Pseudoaneurysms are vascular lesions that develop from the rupture of the intimal and medial layers of the arterial wall and consequently do not contain any epithelialized wall. This allows differentiation from true aneurysms, which, in contrast, retain all three layers of the vascular wall. Abdominal visceral pseudoaneurysms arise from splanchnic circulation and renal arteries [2].
Among abdominal visceral pseudoaneurysms, eHAPAs represent a considerable proportion, with an incidence of 3.4 - 4%; they are a condition often resulting from iatrogenic injury, liver trauma, and acute or chronic severe pancreatitis. Unlike true aneurysms, they tend to manifest symptoms such as gastrointestinal bleeding or hemobilia. They are a potentially life-threatening condition due to potential haemorrhage and so must be treated as soon as the diagnosis is made, whether they are symptomatic or not. Size has not been correlated with higher rupture risk [1, 3].

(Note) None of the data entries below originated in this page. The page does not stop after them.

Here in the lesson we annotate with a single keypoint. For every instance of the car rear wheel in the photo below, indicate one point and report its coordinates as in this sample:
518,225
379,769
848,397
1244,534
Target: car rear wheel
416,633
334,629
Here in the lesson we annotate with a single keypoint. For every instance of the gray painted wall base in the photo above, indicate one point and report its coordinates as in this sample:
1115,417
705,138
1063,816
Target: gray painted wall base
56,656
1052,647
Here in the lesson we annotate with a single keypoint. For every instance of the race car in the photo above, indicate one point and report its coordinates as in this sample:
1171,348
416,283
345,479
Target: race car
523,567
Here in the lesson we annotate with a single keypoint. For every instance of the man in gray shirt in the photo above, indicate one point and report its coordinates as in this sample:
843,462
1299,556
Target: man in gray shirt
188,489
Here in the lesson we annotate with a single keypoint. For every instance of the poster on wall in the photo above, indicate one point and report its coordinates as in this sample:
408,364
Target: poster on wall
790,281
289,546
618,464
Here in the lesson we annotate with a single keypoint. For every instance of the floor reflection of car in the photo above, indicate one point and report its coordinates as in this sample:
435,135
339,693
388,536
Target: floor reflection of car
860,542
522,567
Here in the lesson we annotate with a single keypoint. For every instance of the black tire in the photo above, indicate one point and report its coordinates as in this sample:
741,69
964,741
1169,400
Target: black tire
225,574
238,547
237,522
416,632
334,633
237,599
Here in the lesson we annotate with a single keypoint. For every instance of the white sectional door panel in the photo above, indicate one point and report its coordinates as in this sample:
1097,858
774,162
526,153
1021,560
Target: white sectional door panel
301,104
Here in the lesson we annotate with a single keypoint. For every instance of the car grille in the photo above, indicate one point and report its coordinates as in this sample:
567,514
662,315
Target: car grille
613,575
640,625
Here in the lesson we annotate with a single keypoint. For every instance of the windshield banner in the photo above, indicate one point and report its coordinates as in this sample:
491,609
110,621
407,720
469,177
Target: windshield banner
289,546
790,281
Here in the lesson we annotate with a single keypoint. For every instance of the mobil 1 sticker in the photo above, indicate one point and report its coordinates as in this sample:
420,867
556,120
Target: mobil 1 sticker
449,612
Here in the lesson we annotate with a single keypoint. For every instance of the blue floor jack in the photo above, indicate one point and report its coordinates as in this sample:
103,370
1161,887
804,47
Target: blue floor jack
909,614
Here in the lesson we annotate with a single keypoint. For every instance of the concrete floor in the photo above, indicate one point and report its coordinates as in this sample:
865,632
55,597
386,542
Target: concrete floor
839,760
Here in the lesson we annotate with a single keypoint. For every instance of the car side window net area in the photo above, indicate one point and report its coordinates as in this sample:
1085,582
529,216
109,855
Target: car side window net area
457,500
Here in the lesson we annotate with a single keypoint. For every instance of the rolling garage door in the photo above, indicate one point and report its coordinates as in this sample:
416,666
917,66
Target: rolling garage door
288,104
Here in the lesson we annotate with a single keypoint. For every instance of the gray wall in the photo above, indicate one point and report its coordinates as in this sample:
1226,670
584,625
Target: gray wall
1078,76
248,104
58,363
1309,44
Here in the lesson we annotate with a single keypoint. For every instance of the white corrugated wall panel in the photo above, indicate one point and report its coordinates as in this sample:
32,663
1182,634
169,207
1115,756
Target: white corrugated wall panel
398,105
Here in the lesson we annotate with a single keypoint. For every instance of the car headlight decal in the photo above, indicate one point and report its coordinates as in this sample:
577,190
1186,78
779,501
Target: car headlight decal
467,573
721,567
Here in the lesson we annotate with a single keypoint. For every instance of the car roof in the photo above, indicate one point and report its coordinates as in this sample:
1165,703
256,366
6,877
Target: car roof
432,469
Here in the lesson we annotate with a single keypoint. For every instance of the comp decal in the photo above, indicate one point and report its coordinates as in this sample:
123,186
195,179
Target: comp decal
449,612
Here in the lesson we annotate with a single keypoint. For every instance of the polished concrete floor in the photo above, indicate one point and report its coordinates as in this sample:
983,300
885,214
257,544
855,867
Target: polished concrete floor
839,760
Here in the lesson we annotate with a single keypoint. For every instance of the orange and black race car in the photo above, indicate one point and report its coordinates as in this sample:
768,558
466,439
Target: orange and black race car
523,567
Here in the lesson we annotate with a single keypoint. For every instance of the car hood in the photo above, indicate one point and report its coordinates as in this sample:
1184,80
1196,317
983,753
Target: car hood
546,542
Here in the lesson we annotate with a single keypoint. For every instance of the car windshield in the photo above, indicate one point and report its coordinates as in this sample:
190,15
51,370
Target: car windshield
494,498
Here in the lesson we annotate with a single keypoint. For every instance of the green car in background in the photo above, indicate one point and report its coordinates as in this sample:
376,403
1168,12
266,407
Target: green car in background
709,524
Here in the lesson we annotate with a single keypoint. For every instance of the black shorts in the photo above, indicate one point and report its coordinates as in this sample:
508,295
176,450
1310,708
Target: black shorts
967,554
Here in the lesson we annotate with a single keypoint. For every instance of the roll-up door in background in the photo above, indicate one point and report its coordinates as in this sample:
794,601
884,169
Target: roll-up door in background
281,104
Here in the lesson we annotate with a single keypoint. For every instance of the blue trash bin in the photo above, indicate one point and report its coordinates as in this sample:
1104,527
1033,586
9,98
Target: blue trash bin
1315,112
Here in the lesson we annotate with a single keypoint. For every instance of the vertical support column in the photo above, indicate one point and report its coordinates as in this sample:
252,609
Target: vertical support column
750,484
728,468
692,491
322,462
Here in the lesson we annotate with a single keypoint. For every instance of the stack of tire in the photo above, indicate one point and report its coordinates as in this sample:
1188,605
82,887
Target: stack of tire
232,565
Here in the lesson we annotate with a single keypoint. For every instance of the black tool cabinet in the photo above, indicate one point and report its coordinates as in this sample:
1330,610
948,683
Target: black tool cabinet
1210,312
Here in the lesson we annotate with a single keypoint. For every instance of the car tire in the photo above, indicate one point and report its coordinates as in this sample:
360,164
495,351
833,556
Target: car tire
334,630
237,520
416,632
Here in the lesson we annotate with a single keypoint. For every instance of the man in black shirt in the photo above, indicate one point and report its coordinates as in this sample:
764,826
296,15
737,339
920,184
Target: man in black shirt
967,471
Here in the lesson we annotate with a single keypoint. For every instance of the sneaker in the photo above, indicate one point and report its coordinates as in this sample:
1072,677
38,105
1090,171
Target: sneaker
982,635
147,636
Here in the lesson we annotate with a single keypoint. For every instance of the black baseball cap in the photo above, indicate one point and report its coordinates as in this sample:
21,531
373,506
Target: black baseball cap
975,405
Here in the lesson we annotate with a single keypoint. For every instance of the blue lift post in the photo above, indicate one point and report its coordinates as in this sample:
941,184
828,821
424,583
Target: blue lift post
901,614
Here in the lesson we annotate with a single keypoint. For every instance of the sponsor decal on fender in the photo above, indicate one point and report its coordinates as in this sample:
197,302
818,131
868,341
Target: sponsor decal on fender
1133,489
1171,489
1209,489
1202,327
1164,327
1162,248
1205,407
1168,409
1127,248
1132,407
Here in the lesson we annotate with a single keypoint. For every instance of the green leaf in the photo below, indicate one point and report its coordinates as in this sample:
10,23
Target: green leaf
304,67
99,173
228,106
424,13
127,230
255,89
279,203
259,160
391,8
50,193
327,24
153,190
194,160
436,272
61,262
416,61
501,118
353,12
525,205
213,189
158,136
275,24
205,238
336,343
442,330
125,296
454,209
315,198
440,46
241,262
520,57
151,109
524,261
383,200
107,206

Both open and endovascular approaches are viable options for repairing eHAPAs. The long-term outcome after repair is similar between the open and endovascular approach but morbidity is worse in the open approach. Due to the lower rate of major complications and reduced hospitalisation, endovascular repair is often the preferred choice.
The choice between open and endovascular repair of eHAPAs should fall on the technique that best maintains liver circulation [3, 4, 5].